As another forlorn hope, he wired to the police at Nottingham, Chesterfield, Sheffield, Leeds, Harrogate, Bradford, Morecambe, Heysham, and Belfast, saying that the woman referred to in page four of the previous week’s Bulletin was believed to have gone to their respective towns, and urging that a vigilant lookout be kept for her.
French once more felt baffled. Again in this exasperating case he was left at a loose end. The information he gained always seemed to fail him at the critical moment. In something very like desperation he sat down that evening at his desk and spent a couple of hours going through his notes of the case, wondering if by any chance he could find some further clue which he had hitherto overlooked. After careful thought, he decided that there was still one line of research unexplored—an unpromising line, doubtless, but still a line. That list of dealings on the Stock Exchange: could anything be made of that? Would, for example, the secretaries of the various firms be able to tell him who had carried out the transactions in question? If so, it should lead to Mrs. Vane or to some one who knew her intimately. He was not hopeful of the result, but he decided that if next day he had no other news he would look into it.
CHAPTER XVII
A DEAL IN STOCKS
Full of his new idea, French on arrival at his office on the following morning took from his archives the letter addressed to Mrs. Vane which he had found in the box on that lady’s hall door and spread it out before him on his desk.
As he looked down the list of sales and purchases of stock, he was struck once again not only by the surprising number of the transactions, but also of the diversity of the stocks dealt in. There were British War Loan, Colonial Government and foreign railway stocks, as well as those of banks, insurance companies, stores, and various industrial concerns—some five-and-twenty altogether. He wondered from which of them he would be most likely to obtain the desired information.

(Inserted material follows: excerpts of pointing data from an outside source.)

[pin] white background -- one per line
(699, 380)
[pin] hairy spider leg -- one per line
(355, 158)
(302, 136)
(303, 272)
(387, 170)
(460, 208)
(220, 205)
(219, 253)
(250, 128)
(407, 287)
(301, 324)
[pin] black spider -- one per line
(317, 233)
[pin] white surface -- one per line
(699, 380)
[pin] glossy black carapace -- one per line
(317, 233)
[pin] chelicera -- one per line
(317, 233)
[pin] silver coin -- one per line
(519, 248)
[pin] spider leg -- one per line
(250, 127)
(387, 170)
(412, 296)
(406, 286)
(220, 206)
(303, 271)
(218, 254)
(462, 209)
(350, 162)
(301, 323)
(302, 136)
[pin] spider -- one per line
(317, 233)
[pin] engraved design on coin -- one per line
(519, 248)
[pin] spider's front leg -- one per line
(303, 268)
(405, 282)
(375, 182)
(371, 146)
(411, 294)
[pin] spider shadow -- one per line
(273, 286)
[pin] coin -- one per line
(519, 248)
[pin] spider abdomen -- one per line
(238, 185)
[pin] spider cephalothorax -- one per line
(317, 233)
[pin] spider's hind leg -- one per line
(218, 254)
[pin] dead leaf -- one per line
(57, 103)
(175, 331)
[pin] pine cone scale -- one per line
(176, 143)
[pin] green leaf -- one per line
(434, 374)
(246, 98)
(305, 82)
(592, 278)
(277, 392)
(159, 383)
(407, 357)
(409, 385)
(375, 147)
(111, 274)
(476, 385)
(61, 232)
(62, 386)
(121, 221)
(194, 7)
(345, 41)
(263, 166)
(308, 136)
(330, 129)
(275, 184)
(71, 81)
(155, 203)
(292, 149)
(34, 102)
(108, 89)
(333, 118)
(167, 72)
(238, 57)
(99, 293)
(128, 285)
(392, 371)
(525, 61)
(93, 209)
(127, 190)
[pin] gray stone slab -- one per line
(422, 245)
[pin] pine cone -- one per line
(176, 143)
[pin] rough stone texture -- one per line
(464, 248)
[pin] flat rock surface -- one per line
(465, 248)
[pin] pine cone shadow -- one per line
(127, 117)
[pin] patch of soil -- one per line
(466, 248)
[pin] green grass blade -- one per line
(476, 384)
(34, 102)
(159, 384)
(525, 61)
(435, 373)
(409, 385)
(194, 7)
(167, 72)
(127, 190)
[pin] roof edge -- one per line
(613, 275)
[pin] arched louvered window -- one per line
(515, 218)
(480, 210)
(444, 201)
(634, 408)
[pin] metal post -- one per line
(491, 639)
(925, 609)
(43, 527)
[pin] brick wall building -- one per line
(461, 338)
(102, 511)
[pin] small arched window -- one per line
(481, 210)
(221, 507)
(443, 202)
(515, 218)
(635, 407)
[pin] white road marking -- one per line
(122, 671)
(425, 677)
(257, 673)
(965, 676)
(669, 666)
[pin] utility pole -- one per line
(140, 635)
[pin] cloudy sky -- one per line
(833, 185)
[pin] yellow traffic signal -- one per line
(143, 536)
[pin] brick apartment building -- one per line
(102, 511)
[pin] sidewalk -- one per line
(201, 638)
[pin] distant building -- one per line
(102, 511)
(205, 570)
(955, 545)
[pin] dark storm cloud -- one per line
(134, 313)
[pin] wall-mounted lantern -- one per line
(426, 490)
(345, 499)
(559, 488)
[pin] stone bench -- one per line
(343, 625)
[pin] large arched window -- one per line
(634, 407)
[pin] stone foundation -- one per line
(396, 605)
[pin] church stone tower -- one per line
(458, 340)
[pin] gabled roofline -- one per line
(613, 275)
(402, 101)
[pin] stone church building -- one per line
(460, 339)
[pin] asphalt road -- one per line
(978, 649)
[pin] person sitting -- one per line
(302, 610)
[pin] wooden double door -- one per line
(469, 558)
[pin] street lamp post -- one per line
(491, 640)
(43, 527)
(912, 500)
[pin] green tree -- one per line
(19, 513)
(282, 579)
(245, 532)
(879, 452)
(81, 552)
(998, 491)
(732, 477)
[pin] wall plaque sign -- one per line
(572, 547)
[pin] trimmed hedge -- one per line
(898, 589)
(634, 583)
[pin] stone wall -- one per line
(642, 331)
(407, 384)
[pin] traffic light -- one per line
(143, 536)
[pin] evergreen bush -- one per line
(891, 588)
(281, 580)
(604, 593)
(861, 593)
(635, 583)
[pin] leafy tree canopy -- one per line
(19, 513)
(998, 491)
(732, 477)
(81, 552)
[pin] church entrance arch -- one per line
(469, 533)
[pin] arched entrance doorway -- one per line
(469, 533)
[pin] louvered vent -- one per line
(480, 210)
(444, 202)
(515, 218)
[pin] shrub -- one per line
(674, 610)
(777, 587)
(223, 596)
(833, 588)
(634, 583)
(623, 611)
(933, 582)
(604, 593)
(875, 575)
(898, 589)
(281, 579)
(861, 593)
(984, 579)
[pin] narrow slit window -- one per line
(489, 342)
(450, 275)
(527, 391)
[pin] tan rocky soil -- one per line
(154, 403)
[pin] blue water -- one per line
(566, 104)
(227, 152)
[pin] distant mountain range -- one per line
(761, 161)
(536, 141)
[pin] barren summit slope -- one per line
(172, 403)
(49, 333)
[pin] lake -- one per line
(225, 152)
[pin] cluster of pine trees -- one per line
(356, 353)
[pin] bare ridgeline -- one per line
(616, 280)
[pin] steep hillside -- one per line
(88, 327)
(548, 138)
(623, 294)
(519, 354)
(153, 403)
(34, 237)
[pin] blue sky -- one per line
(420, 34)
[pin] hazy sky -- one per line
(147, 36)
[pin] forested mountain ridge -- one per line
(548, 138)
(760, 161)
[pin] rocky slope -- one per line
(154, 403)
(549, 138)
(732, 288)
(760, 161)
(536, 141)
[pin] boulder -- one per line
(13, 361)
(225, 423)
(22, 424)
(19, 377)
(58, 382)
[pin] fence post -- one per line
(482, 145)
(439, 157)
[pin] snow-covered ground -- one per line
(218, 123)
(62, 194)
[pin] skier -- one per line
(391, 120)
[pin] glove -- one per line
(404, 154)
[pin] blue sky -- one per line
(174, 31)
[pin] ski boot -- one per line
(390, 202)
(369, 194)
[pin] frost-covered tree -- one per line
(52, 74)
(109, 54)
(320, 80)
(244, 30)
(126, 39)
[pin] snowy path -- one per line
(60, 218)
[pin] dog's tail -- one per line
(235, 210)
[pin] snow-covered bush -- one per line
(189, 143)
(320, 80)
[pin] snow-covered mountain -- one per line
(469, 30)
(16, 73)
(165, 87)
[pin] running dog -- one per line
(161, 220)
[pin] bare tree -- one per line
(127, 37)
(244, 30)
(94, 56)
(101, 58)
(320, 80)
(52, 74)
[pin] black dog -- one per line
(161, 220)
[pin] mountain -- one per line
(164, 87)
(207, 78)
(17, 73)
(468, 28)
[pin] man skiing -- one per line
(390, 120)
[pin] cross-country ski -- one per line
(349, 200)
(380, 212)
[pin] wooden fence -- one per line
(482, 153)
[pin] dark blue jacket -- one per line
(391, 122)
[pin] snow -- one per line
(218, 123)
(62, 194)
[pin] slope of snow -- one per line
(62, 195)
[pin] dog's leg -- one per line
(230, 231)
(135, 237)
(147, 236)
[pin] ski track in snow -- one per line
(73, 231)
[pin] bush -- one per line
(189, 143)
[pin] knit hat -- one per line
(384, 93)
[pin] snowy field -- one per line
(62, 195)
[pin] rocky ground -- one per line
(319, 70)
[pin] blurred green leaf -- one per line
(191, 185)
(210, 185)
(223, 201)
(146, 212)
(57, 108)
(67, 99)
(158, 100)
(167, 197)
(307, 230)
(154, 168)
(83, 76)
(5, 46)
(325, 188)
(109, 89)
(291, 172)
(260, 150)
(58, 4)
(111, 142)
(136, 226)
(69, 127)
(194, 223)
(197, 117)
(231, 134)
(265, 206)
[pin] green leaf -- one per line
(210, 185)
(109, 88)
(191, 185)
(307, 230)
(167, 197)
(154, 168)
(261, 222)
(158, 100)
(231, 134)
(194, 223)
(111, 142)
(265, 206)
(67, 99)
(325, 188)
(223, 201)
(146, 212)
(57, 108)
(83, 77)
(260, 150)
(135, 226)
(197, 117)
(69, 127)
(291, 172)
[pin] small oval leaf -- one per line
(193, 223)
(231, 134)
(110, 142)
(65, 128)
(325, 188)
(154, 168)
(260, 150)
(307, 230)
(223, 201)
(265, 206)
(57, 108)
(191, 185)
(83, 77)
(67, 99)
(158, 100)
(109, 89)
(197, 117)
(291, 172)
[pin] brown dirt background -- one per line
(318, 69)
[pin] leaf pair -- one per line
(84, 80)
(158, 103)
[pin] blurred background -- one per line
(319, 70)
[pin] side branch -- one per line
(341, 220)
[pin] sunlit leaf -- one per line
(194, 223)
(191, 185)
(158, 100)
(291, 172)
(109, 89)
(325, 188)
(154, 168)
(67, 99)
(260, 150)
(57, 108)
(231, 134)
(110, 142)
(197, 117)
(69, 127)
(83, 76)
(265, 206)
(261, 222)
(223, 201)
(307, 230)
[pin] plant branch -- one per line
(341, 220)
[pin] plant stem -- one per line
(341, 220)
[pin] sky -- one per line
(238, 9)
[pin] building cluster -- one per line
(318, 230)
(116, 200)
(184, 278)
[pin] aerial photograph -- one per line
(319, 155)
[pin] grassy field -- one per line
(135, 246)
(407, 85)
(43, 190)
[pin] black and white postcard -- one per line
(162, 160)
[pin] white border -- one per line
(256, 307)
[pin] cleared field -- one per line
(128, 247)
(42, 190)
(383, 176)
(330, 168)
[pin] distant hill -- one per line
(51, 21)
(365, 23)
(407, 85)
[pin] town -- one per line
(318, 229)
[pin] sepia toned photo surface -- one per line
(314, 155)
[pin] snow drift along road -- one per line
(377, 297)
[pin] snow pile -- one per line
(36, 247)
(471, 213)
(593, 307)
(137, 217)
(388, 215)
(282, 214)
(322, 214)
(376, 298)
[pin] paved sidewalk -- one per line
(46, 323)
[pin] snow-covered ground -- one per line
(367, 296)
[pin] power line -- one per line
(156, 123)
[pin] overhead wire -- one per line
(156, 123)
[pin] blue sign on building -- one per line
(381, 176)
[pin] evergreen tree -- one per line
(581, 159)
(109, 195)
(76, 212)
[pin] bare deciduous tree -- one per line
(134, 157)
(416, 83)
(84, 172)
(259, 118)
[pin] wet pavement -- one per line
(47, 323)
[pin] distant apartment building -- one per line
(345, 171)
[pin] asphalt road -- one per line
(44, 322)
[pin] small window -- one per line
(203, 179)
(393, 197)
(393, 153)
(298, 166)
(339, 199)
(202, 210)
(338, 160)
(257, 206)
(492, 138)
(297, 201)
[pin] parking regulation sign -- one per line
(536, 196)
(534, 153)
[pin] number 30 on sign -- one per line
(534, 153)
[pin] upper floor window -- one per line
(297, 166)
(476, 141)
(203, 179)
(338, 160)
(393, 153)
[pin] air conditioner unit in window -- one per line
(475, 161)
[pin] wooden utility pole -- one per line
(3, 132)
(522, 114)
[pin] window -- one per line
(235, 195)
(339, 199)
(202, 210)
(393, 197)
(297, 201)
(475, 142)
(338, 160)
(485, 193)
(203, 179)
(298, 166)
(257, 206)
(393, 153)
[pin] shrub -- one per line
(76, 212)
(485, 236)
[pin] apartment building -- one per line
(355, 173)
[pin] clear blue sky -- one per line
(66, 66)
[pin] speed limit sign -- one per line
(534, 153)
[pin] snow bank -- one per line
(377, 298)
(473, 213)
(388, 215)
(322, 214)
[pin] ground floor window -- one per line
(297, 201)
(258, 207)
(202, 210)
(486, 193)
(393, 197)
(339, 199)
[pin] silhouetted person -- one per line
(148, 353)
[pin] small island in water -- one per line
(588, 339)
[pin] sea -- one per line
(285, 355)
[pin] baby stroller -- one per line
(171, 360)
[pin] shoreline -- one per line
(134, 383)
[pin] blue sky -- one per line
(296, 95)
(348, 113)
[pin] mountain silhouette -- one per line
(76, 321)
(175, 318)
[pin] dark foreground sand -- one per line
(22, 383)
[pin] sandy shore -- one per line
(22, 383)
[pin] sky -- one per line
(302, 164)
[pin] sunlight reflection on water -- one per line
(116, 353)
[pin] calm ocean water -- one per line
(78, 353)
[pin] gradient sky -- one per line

Finally he selected James Barker and The Daily Looking Glass, and taking the latter first, he went to the registered offices of the company and asked to see the secretary. His question was a simple one. In his investigations of the affairs of a suspect, he had come across a memorandum of the sale of £895 19s. 8d. worth of Daily Looking Glass ordinary stock. Could the secretary please inform him either of the parties to the transaction or of the stockbroker through whom it was carried out?
The secretary was dubious. He asked French the date of the sale, and when the latter replied that he did not know, dilated on the complexity of the search. This ignorance as to time, together with the constantly varying value of the stock, made the sale very difficult to trace; in fact he was not sure that the information could be obtained. French in his turn dilated on the urgency and importance of the matter, with the result that two clerks were set to work and a report promised for the earliest possible moment.